In its November Short-Term Energy Outlook (STEO), EIA forecasts the price difference between West Texas Intermediate (WTI) crude oil priced at Cushing, Oklahoma, and Brent, the global crude oil price benchmark, to remain at $6 per barrel (b) through the first quarter of 2018 before narrowing to $4/b during the second half of 2018. WTI averaged $2/b lower than Brent through the first eight months of 2017 and averaged $6/b lower than Brent in September and October.
The forecast Brent-WTI price spread in the November STEO is about $1/b wider than was forecast in last month’s STEO. The wider forecast spread reflects continuing price developments that have emerged over the past two months that likely resulted from transportation constraints in moving domestically produced crude oil from Cushing, Oklahoma, and from the Permian basin in Texas to the U.S. Gulf Coast. Although many other factors can affect WTI, Brent, or both crude oil prices at any given time, near-term changes in the Brent-WTI price spread will generally be derived from either changes in pipeline capacity or U.S. crude oil production.
As U.S. crude oil production has increased, particularly in regions such as the Permian basin, so has the need for more transportation infrastructure to accommodate it. However, the rate of production growth and the scale and timing of when additional pipeline capacity is brought online are not always aligned. EIA estimates that, without pipeline constraints, moving crude oil from Cushing to the U.S. Gulf Coast typically costs $3.50/b, but it has become more expensive as transportation constraints have developed.

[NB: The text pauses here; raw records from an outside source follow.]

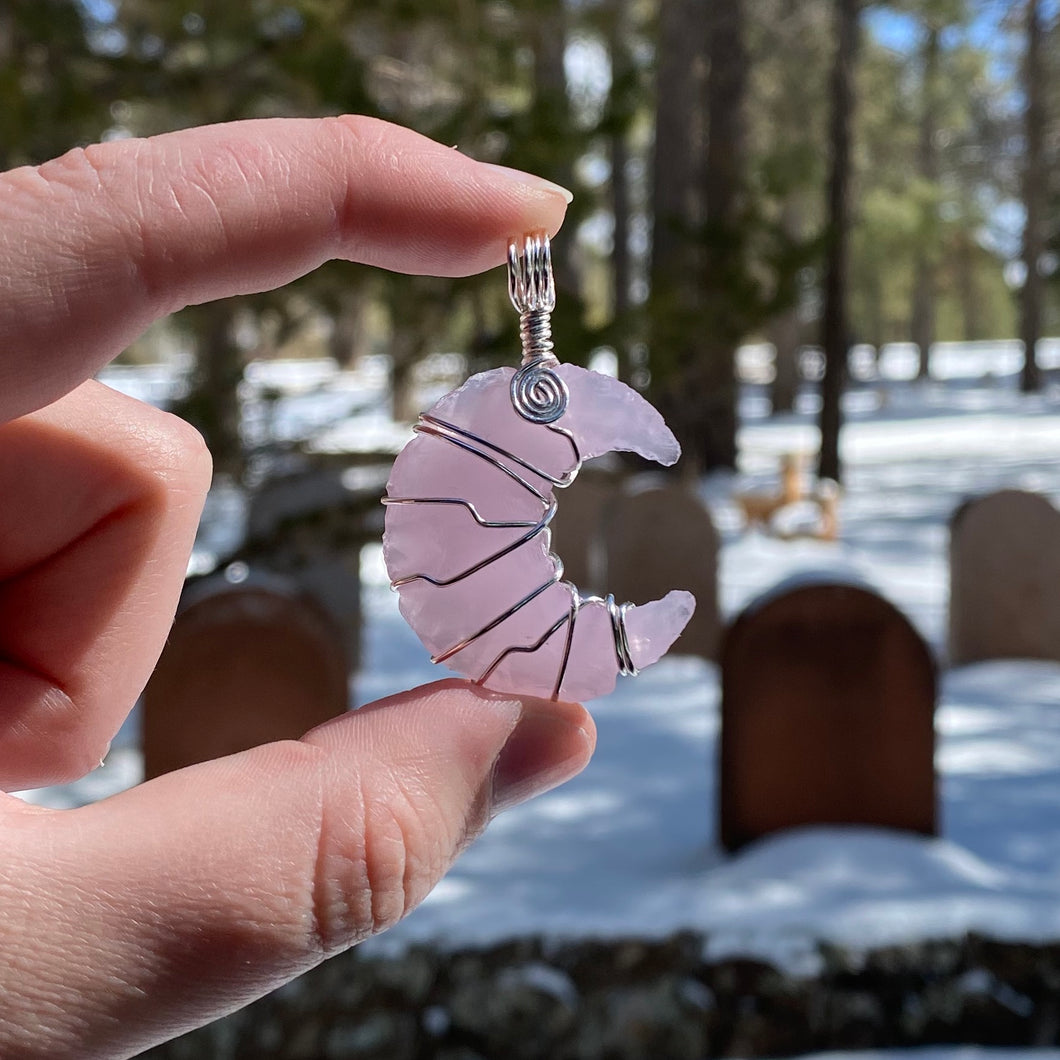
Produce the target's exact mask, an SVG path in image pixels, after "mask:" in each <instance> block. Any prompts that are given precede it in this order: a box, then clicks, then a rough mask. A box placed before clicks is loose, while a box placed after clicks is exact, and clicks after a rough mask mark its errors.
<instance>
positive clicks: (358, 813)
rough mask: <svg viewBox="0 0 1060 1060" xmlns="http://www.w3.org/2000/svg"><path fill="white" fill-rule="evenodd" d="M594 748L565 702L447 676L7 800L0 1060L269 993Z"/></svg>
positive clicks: (2, 931)
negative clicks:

The transportation constraints between inland domestic crude oil production and the Gulf Coast have resulted in relatively high levels of crude oil inventories in Cushing. Total commercial U.S. crude oil inventories declined by 25 million barrels from the last week of July to the week ending November 3, but inventories in Cushing increased by 8.8 million barrels. The inventory builds at Cushing have pushed its inventories 51% higher than the five-year average, while inventories for the United States as a whole and in the Gulf Coast region are only 15% and 10% higher than their respective five-year averages.
Another factor affecting the Brent-WTI spread is the transportation of light sweet crude oil from the U.S. Gulf Coast to Asia. With the removal of restrictions on exporting domestically produced crude oil in December 2015, additional supplies of light sweet crude oil that cannot be economically processed at U.S. refineries or transported domestically can now be exported. Once exported, WTI competes with Brent directly in the global market. U.S. crude oil export data suggest that WTI’s and Brent’s marginal competitive market is Asia. So far in 2017, China is the second-largest destination for U.S. crude oil exports at 173,000 barrels per day.
To compete with Brent in Asia, WTI prices must reflect the additional transportation costs U.S. crude oil exports incur on their way to Asia. Although more infrastructure to export crude oil has been built recently, U.S. exporters must still use smaller, less-economic vessels or complex shipping arrangements, which add to costs. EIA estimates that it costs approximately $0.50/b more to transport WTI from the United States to Asia than it costs to ship Brent from the North Sea to Asia.